Dekongestan merupakan zat simpatomimetik yang bekerja pada reseptor
adrenergik pada mukosa hidung yang dapat menyebabkan vasokontriksi,
memperbaiki mukosa yang membengkak, dan memperbaiki ventilasi.
Dekongestan bekerja dengan baik dalam kombinasi dengan antihistamin jika
kongesti hidung menjadi salah satu gambaran klinik. Obat dekongestan oral
antara lain: Fenilpropanolamin, Fenilefrin, Pseudoefedrin dan Efedrin. Obat
tersebut pada umumnya merupakan salah satu komponen dalam obat flu.
2.7 Pencegahan
Virus influenza mudah menyebar ke udara ketika penderita bersin atau batuk.
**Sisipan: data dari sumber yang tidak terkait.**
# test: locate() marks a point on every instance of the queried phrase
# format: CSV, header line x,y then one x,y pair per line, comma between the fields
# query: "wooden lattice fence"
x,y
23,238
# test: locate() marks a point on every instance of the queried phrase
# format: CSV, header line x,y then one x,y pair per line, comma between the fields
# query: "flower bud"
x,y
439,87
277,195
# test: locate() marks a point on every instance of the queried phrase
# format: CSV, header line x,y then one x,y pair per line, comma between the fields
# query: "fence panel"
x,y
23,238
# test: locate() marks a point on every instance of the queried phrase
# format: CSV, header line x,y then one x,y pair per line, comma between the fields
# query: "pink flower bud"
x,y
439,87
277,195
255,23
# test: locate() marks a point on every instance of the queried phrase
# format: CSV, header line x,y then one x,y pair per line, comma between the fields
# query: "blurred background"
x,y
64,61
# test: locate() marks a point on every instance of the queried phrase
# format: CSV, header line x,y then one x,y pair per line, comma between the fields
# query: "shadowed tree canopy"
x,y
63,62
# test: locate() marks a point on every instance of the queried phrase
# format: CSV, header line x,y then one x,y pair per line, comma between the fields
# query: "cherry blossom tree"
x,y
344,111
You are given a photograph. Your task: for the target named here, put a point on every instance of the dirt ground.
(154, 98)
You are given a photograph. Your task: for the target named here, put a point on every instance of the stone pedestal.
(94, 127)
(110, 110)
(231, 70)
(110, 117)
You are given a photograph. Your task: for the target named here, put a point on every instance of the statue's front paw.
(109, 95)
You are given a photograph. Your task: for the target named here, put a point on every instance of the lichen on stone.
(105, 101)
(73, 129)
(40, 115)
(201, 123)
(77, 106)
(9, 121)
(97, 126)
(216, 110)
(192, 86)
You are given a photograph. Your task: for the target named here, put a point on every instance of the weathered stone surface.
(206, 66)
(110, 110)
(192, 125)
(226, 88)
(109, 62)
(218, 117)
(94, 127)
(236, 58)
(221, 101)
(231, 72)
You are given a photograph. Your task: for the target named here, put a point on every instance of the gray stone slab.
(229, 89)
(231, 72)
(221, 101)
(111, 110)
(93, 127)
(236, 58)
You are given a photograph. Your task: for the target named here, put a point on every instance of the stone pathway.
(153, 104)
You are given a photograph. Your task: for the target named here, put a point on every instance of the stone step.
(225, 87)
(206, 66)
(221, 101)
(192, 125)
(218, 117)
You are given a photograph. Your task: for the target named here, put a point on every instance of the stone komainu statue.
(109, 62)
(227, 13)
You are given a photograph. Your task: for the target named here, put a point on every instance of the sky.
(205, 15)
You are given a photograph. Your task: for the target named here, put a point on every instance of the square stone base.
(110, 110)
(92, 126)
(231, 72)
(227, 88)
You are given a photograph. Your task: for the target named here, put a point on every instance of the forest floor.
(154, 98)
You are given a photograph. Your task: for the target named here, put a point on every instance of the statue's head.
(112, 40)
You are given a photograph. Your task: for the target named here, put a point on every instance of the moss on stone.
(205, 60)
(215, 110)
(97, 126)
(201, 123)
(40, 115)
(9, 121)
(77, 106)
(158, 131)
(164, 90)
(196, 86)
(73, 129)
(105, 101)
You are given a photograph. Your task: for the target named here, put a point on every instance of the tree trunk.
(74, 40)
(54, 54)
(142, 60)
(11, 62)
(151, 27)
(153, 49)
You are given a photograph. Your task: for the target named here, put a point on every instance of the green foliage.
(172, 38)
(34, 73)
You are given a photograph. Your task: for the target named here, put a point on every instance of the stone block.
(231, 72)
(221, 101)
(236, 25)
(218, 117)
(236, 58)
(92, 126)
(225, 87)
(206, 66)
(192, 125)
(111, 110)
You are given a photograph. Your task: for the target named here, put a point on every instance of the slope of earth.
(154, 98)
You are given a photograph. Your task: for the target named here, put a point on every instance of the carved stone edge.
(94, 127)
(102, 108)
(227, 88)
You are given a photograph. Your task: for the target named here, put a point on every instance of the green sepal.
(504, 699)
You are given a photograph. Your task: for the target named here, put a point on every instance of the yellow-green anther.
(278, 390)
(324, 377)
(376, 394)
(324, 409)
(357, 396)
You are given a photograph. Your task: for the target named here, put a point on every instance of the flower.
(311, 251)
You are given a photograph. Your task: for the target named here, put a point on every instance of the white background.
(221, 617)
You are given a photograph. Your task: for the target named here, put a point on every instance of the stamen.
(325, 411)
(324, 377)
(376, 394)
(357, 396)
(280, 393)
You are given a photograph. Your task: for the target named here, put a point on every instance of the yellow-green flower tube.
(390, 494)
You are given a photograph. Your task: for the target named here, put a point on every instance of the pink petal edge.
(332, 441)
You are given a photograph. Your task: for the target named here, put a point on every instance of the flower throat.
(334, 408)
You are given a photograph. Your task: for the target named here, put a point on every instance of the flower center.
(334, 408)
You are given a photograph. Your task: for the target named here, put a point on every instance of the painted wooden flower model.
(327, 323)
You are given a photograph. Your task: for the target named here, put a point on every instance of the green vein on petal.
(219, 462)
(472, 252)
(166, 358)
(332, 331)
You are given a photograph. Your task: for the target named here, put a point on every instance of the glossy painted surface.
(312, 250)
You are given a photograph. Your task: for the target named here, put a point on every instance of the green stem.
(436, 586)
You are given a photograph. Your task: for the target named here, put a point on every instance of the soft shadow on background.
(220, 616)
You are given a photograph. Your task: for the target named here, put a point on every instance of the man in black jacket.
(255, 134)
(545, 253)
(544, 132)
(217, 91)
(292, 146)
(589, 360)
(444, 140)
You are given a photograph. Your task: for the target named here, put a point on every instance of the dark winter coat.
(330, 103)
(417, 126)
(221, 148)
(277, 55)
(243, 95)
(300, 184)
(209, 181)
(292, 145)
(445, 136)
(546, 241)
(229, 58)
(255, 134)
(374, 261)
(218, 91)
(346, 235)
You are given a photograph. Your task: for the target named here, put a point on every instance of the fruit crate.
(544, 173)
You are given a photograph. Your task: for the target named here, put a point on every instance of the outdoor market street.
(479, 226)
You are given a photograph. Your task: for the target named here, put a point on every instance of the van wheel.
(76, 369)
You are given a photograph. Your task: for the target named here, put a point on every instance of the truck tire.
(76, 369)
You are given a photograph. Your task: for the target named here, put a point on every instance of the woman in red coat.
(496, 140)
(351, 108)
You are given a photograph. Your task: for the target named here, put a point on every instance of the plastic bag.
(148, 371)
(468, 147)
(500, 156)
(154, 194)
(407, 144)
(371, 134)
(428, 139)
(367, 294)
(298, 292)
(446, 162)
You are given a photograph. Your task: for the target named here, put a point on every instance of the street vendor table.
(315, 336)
Karena itu, penderita sebaiknya memakai masker agar tidak menulari orang sehat. Jika
malu menggunakan masker, ketika batuk atau bersin penderita bisa menggunakan sapu
tangan sekali pakai (tisu). Jangan lupa membuang tisu bekas ke tempat sampah.
Agar terhindar dari serangan influenza, orang yang sehat sebaiknya mencuci
tangan sesering mungkin. Usahakan untuk menghindari tempat yang sedang terjadi
wabah influenza. Selain itu, sangat dianjurkan untuk menjaga kesehatan tubuh dengan
cara rnelakukan olahraga dan diet seimbang.
Cara mencegah terjadinya influenza adalah dengan rnelakukan vaksinasi
influenza. Orang yang sudah rnelakukan vaksinasi influenza tidak berarti terbebas dari
influenza. Sesekali dia bisa terserang influenza, tetapi gejala yang dialaminya lebih
ringan dibandingkan dengan orang yang tidak mendapatkan vaksinasi.